Под моим жёстким взглядом он умолк. Я тоже молчала. От прекрасного настроения остались лишь воспоминания.

— Не будем ссориться, Жанна, — мягко проговорил горбун. — Поговорим о чём-нибудь нейтральном.

— Сегодня прекрасная погода, — ледяным голосом сказала я первое, что пришло в голову.

— Ничто не предвещает дождя, — поддержал меня Дружинин.

— Дождя точно не будет, если его предвещают синоптики, — заметила я. — Верная российская примета. Вы успокоились?

— Когда увидел, что вы живы, то успокоился. А что?

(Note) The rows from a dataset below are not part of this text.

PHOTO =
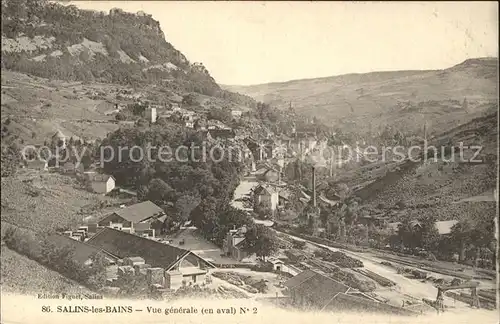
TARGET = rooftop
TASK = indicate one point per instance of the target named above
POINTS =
(122, 245)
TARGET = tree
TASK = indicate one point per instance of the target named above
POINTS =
(184, 205)
(429, 233)
(260, 240)
(190, 99)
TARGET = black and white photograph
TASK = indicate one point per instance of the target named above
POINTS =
(249, 162)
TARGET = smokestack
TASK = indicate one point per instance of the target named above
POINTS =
(314, 185)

— Можете вы теперь, трезво подумав и признав, что ключ служит для запирания дверей, ответить мне, из-за чего всё-таки возник переполох? Из-за того, что кто-то открыл дверь?

Я стойко выдержала взгляд горбуна.

— Да, из-за этого, — подтвердил он. — Из-за того, что кто-то открыл дверь, а вас нет уже три часа.

— Быть не может! — не поверила я и взглянула на часы. — Остановились.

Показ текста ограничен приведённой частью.